The unassuming right-back who became an immovable part of PSV Eindhoven's and the Netherlands' golden era of football.
Berry van Aerle's career is a lesson in reliability and tactical intelligence over flashy spectacle. He wasn't the most gifted technical player, but his stamina, positioning, and sheer consistency made him indispensable. Spending almost his entire club career at PSV Eindhoven, he was the steady foil to the team's creative geniuses like Ruud Gullit and Ronald Koeman. Under manager Guus Hiddink, he formed part of a formidable defensive unit that propelled PSV to an unprecedented treble in 1988, winning the European Cup. That same year, he translated his club form to the international stage, starting as right-back for the Netherlands team that conquered Europe at the 1988 UEFA Championship in West Germany. Van Aerle was the player every great team needs: the diligent worker who executes the plan, covers the spaces, and allows the stars to shine, securing his place in Dutch football history through quiet excellence.
1946–1964
The largest generation in history at the time. Shaped by postwar prosperity, the Vietnam War, the sexual revolution, and Watergate. They questioned every institution their parents built — then ran them.

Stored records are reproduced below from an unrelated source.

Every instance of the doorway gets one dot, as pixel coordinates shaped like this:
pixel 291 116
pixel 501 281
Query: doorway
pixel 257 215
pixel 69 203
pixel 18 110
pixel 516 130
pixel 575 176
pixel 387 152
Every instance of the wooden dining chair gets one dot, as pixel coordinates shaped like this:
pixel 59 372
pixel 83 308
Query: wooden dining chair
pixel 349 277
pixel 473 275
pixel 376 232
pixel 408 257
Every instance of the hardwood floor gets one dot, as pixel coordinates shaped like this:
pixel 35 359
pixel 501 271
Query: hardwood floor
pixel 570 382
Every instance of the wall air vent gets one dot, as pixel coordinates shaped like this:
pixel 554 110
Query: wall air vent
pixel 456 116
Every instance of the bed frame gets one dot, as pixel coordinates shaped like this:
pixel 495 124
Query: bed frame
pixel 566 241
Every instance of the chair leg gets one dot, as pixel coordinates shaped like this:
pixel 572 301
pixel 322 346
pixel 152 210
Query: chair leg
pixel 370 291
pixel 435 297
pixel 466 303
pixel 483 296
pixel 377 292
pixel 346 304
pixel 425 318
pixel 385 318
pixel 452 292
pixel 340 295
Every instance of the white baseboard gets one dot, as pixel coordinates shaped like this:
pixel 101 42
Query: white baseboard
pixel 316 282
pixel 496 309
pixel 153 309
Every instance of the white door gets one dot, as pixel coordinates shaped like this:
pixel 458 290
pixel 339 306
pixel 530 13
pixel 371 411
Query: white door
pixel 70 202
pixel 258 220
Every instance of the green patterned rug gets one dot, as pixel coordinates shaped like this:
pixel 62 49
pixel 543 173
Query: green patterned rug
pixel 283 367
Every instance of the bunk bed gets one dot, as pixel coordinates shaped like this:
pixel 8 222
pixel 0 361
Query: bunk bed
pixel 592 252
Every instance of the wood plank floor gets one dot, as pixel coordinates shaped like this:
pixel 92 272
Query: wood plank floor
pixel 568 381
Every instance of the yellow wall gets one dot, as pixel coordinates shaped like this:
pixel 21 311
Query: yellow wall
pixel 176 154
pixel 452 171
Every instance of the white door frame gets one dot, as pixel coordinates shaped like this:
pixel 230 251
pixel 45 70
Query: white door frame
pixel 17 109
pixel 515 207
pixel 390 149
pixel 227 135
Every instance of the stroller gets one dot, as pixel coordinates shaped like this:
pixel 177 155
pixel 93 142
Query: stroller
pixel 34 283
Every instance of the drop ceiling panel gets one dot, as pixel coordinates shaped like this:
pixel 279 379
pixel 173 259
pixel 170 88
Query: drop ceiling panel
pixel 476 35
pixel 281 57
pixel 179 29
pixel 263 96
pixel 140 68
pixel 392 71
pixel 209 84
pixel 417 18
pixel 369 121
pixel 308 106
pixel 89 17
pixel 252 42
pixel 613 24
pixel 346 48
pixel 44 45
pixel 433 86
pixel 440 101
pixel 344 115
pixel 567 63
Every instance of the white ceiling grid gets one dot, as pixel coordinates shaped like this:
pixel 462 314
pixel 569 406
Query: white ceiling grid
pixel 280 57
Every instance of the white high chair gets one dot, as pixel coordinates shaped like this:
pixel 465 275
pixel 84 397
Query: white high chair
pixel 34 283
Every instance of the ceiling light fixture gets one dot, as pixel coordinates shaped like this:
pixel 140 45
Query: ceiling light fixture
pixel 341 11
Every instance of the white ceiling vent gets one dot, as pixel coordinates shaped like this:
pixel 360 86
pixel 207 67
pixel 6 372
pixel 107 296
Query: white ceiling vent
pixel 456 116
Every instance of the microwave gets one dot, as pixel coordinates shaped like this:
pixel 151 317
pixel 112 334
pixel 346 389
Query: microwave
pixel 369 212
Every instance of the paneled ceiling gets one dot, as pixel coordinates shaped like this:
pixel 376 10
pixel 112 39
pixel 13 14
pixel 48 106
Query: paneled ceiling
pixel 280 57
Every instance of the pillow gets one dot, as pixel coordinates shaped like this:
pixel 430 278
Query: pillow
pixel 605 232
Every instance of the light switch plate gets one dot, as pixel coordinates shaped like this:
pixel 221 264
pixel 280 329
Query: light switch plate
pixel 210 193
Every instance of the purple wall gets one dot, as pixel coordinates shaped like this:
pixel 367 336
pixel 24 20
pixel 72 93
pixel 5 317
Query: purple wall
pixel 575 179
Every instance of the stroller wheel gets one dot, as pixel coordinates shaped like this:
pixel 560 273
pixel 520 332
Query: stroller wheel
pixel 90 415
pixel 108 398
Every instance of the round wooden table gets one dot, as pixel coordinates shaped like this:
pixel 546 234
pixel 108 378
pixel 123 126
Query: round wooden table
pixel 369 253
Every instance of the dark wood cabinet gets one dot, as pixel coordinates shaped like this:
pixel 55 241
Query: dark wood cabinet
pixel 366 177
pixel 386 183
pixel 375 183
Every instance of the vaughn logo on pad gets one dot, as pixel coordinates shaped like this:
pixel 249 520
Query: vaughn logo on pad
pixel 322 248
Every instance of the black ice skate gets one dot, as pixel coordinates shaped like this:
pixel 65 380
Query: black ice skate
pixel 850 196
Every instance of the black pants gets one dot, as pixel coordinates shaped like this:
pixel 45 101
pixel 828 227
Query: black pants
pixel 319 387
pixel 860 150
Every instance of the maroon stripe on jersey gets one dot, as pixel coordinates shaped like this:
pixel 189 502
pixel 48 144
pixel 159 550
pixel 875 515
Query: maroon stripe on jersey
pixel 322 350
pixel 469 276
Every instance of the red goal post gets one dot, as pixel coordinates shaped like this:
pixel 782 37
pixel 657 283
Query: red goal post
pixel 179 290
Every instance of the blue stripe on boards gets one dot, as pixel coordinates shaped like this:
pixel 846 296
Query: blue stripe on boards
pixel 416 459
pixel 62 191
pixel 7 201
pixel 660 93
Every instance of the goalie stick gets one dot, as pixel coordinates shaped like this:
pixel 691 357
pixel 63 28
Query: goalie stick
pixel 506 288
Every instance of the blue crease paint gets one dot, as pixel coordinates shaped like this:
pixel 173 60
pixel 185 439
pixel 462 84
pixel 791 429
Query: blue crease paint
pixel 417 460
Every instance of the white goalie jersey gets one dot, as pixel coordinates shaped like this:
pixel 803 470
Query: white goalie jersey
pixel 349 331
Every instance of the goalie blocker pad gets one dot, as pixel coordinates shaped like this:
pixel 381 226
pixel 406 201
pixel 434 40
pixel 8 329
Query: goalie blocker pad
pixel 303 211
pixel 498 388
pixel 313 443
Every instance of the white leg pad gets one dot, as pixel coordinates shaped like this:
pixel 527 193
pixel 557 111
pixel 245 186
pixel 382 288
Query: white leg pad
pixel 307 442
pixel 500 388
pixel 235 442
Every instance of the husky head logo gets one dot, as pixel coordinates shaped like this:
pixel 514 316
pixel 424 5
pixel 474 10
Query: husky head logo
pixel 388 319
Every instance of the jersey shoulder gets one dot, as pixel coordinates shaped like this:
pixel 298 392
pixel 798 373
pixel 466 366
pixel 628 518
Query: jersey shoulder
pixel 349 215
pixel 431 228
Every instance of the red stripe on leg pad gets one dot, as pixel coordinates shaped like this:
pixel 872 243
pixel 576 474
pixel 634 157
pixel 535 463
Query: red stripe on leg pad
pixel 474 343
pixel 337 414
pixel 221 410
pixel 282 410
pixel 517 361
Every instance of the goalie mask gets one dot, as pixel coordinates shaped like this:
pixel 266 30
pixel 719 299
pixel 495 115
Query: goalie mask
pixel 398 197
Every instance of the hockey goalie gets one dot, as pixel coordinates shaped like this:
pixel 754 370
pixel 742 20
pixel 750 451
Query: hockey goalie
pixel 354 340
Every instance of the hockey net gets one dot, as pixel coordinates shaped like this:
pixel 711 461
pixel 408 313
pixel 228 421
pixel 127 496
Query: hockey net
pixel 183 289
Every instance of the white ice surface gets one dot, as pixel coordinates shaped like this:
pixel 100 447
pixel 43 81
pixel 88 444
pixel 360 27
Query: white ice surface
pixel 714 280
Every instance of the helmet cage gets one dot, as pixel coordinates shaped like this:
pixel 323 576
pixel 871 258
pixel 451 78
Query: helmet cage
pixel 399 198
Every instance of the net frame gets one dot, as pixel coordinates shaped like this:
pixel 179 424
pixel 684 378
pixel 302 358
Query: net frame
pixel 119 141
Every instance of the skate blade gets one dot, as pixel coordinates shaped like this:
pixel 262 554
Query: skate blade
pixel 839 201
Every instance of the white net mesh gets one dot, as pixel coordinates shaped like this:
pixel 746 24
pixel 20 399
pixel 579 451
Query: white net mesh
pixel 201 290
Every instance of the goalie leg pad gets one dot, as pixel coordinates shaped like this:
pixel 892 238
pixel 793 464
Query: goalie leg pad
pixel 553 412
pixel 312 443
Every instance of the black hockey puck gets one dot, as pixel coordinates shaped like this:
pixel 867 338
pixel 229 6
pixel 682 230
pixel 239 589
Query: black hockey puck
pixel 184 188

Berry was born in 1962, placing them squarely in the Baby Boomers. The events that shaped this generation — postwar prosperity, civil rights, Vietnam, and the counterculture — shaped the world they entered and the choices available to them.
The biggest hits of 1962
#1 Movie
Lawrence of Arabia
Best Picture
Lawrence of Arabia
#1 TV Show
Beverly Hillbillies
The world at every milestone
Cuban Missile Crisis brings the world to the brink
Summer of Love in San Francisco; first Super Bowl
Fall of Saigon ends the Vietnam War
First test-tube baby born
John Lennon shot and killed in New York
Internet adopts TCP/IP, creating the modern internet
LA riots after Rodney King verdict
Euro currency enters circulation
Curiosity rover lands on Mars; Sandy Hook shooting
Russia invades Ukraine; Queen Elizabeth II dies
He played in every minute of the Netherlands' matches at the Euro 1988 tournament.
Despite being a defender, he scored a rare goal for the Netherlands in a 1990 friendly against Greece.
His professional career was spent almost entirely at just two clubs: PSV Eindhoven and, briefly, Helmond Sport.
“You don't need to be the star, just the piece that makes the system work.”